Zusammenfassend lässt sich sagen, dass die Grüne Sahara während der afrikanischen Feuchtzeit eine Heimat für eine einzigartige und tief verwurzelte nordafrikanische Abstammungslinie war. Diese nutzen kulturelle Innovationen wie die Pastoralwirtschaft, ohne dass es zu nennenswerten genetischen Vermischungen mit Populationen außerhalb Nordafrikas kam. Die Sahara wirkte gleichzeitig als eine Barriere, die genetische Austauschprozesse trotz günstiger Umweltbedingungen einschränkte. Die im Takarkori-Felsunterstand gewonnenen alten DNA-Daten tragen maßgeblich dazu bei, das komplexe Geflecht menschlicher Geschichte im nördlichen Afrika zu entschlüsseln und heben die Bedeutung Nordafrikas in der globalen Menschheitsgeschichte hervor. Zukünftige Forschungen, die noch umfangreichere Genomdaten aus dem gesamten afrikanischen Kontinent und angrenzenden Regionen integrieren, werden dazu beitragen, diese Zusammenhänge weiter zu verfeinern.

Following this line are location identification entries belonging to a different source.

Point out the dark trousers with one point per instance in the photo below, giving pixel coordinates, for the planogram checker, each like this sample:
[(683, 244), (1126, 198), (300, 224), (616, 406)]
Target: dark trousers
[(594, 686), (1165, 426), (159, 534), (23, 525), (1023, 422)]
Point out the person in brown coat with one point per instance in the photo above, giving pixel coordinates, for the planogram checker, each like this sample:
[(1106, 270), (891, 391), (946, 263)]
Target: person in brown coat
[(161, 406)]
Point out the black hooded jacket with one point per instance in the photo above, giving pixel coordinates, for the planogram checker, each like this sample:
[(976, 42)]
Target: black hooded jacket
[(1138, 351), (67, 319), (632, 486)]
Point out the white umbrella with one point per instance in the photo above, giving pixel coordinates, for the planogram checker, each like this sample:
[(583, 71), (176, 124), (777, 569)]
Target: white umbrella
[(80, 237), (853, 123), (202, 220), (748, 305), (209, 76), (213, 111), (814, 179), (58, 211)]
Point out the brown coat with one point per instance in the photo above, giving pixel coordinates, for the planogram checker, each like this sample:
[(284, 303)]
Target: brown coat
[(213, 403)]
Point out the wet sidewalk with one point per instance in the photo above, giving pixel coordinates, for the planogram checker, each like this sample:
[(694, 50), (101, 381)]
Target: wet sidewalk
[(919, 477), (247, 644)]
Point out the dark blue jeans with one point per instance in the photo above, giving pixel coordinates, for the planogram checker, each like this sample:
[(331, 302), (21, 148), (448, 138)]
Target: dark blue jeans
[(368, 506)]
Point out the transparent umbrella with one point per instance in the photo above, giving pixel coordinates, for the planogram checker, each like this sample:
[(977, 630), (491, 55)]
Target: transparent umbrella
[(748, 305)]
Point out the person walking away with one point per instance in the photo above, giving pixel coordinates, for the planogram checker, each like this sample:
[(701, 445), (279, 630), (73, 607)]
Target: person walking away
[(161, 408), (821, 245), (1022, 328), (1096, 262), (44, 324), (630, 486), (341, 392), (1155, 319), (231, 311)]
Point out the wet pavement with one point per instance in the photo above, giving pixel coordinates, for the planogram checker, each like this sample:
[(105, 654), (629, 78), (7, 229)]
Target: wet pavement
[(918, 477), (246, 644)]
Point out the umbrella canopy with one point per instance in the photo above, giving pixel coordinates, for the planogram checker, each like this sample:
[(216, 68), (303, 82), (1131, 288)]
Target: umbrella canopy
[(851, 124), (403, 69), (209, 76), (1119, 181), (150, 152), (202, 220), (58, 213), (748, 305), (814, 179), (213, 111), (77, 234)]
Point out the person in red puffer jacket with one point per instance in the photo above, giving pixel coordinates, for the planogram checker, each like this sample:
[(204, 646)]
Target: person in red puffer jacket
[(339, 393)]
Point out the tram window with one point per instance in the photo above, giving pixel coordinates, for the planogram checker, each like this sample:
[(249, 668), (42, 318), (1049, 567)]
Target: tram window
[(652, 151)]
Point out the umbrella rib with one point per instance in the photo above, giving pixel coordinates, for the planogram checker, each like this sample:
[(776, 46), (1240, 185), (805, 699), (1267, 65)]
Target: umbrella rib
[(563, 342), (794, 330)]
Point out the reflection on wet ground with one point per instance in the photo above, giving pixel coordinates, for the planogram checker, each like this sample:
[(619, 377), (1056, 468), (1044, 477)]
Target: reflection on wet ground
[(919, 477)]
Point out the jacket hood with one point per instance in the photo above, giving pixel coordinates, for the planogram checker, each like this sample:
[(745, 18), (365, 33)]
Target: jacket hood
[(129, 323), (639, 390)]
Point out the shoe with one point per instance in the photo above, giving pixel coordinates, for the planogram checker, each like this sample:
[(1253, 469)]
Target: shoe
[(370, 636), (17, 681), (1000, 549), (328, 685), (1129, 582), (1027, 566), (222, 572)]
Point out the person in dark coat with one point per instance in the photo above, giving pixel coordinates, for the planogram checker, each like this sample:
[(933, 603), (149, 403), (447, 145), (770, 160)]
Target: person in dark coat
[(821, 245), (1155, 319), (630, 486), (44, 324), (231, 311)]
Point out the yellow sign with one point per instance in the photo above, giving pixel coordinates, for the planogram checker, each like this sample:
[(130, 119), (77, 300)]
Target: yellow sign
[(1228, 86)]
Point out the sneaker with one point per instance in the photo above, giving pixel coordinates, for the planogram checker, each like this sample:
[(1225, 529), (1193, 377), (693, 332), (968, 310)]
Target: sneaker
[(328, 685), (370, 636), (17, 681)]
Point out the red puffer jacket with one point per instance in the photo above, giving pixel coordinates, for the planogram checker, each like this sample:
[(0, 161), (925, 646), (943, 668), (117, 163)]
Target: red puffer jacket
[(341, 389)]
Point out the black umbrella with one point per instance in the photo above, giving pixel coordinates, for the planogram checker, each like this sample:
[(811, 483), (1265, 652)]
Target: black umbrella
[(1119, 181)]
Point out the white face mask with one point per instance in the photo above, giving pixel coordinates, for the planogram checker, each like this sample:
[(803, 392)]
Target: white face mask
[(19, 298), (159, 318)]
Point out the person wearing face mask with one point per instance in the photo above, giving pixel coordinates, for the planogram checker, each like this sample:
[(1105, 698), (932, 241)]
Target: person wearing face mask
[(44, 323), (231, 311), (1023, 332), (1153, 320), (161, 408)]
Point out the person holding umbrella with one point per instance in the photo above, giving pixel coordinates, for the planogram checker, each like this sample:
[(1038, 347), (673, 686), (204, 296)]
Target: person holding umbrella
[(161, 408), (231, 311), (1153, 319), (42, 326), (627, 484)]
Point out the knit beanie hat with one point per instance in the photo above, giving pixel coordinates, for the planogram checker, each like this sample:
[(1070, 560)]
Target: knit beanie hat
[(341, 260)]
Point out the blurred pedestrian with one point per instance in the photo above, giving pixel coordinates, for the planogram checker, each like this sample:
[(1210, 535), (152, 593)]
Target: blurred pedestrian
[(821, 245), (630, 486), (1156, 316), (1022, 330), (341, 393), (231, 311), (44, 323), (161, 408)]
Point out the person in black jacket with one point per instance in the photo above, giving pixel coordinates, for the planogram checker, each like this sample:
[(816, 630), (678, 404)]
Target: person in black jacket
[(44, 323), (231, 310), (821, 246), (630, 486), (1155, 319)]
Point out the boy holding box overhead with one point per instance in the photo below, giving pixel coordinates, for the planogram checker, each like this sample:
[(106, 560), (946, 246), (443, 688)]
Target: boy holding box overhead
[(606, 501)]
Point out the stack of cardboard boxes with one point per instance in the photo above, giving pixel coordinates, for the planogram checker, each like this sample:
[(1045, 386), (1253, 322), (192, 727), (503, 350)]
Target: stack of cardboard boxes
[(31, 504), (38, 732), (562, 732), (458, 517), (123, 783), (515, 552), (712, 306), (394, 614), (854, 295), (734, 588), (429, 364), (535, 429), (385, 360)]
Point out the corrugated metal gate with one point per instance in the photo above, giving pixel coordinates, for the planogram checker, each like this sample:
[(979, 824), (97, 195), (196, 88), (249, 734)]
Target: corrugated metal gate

Insbesondere die Kombination von archäologischen, paläoklimatischen und genetischen Daten verspricht, das Verständnis der menschlichen Entwicklungsgeschichte in Zeiten des Umbruchs und kulturellen Wandels nachhaltig zu erweitern. So bietet die Grüne Sahara nicht nur einen Einblick in ein vergangenes Ökosystem, sondern auch in die tiefen Wurzeln der heutigen Bevölkerung Nordafrikas und ihrer kulturellen Leistungen.